Hensley Industries, Dallas, builds ground engaging tools for the construction and mining industries. One of the greatest challenges for Hensley in building replacement parts is creating teeth and adapters that fit perfectly with the installed base of existing equipment. For a new product line, Hensley engineers wanted to verify that its mating geometry was the same as that of its previous product line, which has been demonstrated over years to deliver a perfect fit with all the equipment the company supports. But the earlier product line was designed without the benefit of solid modeling, so the company did not have a definitive record of its geometry. The patterns for the molds used to cast the previous product line were hand-made by pattern makers and fine-tuned over the years.

In the past, the company would have addressed this type of measurement challenge with a touch probe coordinate measuring machine, where a solid model of the new product is used to generate a surface model in the IGES neutral file format, and 12 to 15 data points are created to represent important areas of the geometry. The IGES file is used to control the touch probe and measure the same data points on the existing product, which takes several hours.
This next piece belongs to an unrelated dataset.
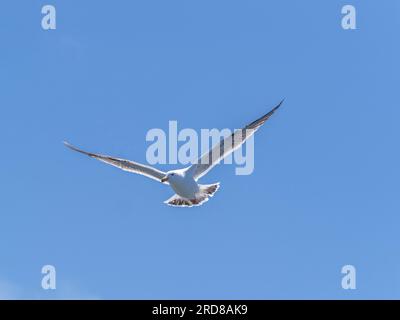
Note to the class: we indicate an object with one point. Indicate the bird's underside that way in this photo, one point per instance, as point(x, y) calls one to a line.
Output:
point(206, 192)
point(189, 193)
With this approach, only a small number of data points are captured, so it would have been impossible to obtain the complete geometry of the teeth and adapters.

So, Hensley engineers looked into laser scanning for a more complete reverse engineering of their previous product. Laser scanning systems work by projecting a line of laser light onto surfaces while cameras continuously triangulate the changing distance and profile of the laser line as it sweeps along, enabling the object to be accurately replicated. The laser translates the video image of the line into 3-D coordinates, providing real-time data renderings that give the operator immediate feedback on areas that might have been missed. Instead of collecting points one by one, the laser scanner picks up tens of thousands of points every second, so reverse engineering complicated parts can often be accomplished in an hour or two.


"Since this was our first project, it didn't make sense for us to purchase laser scanning technology," said Damian Castillo, CAD and administration manager for Hensley. "We weren't sure if we had enough work to justify the investment, and we were also concerned about the risk of technological obsolescence."

The company hired NVision, Southlake, Texas, to use its laser scanning systems to reverse engineer the eight castings in the product line. The parts were scanned in two days, and the NVision technician stayed onsite for two more days processing the data. The error map that resulted from the scans showed that in defining the geometry of the new product, engineers had accurately duplicated the old part. Hensley engineers then used the solid model as the master to produce the patterns using CNC geometry.


"This project demonstrated the viability of laser scanning both for reverse engineering our existing product line and for first article inspection," Castillo said. "In both areas, laser scanning provides far more accuracy than a touch probe, so it saves us a considerable amount of time that we previous had to spend tuning and modifying our product based on field test results. Soon after finishing this product, we made the decision to purchase the NVision laser scanner and have begun using it as a regular part of our product development process."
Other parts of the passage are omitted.